Scientific names Common names
Cinnamomum iners Reinw. ex Blume Marobo (S. L. Bis.)
Cinnamomum malabathrum sensu Gamble Namog (Tagb.)
Cinnamomum malabathrum auct. Wild cinnamon (Engl.)
  Da ye gui (Chin.)
Quisumbing's compilation lists four cinnamomum species: C. iners (namog), C, mercadoi (C. zeylanicum F.-Vill, kalingag), C. mindanense (kami) and C. zeylanicum Blume (canela).
Kaliñgag is a shared common name by two Cinnamomum species: C. zeylanicum and C. mindanense (nami).

Other vernacular names
HINDI: Darchini, Jangli darchini, Tejpata.
JAPANESE: Inu nikkei.
KANNADA: Adavilavangapatte, Kadudalcini.
MALAYALAM: Ilavangam, Karuntoli, Karuvu, Vayana.
MARATHI: Ranachadal, Ranachadalchini, Randalchini.
SANSKRIT: Patra, Patraka, Tamalapatra, Tamalapatram, Tejpatra, Tilaka.
TAMIL: Ilavangkam, Kattukkaruva, Kattukkaruvappattai, Taalica pattiri.
TELUGU: Adavilavangapatta, Pachaku, Lavangam.
THAI: Chiat, Op choei, Op choei ton.
URDU: Darchini, Sazaj hindi, Sazaj i hindi, Tazpat, Tezpat.

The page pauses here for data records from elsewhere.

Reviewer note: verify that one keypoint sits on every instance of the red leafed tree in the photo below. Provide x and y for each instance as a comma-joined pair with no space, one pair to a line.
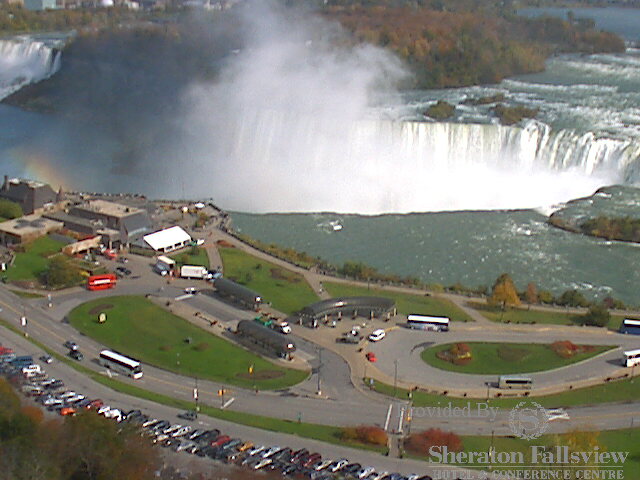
421,442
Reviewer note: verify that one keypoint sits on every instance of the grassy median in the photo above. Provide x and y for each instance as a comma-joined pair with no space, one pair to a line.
506,358
287,291
135,326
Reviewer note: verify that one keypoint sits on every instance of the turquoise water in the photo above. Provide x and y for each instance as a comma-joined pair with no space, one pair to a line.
597,95
472,248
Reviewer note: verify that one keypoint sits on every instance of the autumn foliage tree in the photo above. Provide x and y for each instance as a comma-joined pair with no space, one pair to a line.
504,292
421,442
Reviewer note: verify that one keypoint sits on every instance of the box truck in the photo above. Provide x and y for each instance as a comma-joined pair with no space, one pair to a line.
194,271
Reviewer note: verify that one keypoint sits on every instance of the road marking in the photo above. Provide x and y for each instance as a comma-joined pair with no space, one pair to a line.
386,422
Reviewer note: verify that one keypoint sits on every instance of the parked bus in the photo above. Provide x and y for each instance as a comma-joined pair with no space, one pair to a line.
507,381
630,326
121,364
631,358
424,322
101,282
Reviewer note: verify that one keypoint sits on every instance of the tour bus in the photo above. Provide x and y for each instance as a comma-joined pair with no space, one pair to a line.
631,358
507,381
424,322
630,326
121,364
101,282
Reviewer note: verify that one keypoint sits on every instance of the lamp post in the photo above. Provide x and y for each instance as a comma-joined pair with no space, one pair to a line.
195,395
319,392
395,377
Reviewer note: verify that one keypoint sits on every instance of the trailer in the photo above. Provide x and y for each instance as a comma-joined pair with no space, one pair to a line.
194,271
164,265
237,293
265,338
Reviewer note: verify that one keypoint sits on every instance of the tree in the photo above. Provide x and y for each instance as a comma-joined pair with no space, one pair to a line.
572,298
504,292
597,316
531,295
9,209
61,273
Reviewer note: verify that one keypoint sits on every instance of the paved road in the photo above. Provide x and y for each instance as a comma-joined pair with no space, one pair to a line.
82,384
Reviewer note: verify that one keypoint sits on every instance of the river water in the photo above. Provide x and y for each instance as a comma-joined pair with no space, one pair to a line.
471,171
594,98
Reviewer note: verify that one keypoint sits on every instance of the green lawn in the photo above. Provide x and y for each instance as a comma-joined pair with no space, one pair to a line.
22,294
192,256
524,315
287,291
324,433
405,302
137,327
507,358
33,262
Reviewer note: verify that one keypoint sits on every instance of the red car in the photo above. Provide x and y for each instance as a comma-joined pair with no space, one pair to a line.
221,440
94,404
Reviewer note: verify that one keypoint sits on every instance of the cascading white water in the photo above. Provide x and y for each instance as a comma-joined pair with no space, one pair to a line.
23,61
298,162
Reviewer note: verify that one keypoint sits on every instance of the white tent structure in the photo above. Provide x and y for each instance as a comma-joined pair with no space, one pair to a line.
168,240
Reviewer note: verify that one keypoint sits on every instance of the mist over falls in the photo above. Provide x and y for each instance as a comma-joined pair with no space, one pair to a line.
267,110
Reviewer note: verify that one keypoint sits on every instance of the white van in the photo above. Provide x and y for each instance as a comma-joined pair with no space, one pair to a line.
377,335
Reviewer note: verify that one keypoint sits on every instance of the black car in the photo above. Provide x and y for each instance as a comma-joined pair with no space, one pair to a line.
190,415
76,355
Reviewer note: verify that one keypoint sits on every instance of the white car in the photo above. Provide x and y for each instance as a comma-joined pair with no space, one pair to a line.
556,414
377,335
182,431
262,463
271,451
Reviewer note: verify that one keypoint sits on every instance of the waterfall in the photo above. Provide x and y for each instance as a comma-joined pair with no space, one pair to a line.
23,61
298,162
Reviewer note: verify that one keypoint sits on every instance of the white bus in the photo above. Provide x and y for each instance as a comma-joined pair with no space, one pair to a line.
121,364
424,322
631,358
630,325
509,381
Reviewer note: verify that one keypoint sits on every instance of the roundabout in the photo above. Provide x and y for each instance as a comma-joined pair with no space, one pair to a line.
507,358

Namog is a small to large tree. Bark is smooth and grey, with horizontal, wavy bands, 6 to 12 millimeters thick. Wood is light, yellowish brown, moderately hard, shining, smooth and scented. Branchlets are nearly smooth. Leaves are opposite as a rule, smooth, leathery, lanceolate, oblong or linear-oblong, rarely ovate, 8 to 16 centimeters long, up to 13 centimeters wide, rounded at the base, and pointed at the tip. Blades are 3-nerved. Panicles are slender, long peduncled, often exceeding the leaves, covered with silky hairs. Flowers are yellowish, 4 millimeters long. Fruit is about 10 millimeters long, with the base sunk in the perianth.

- In Mindanao, Palawan and Tawi-Tawi, in forests up to 700 meters altitude.
- Also occurs in Indo-China, Malaya, Sumatra, Java, and Borneo.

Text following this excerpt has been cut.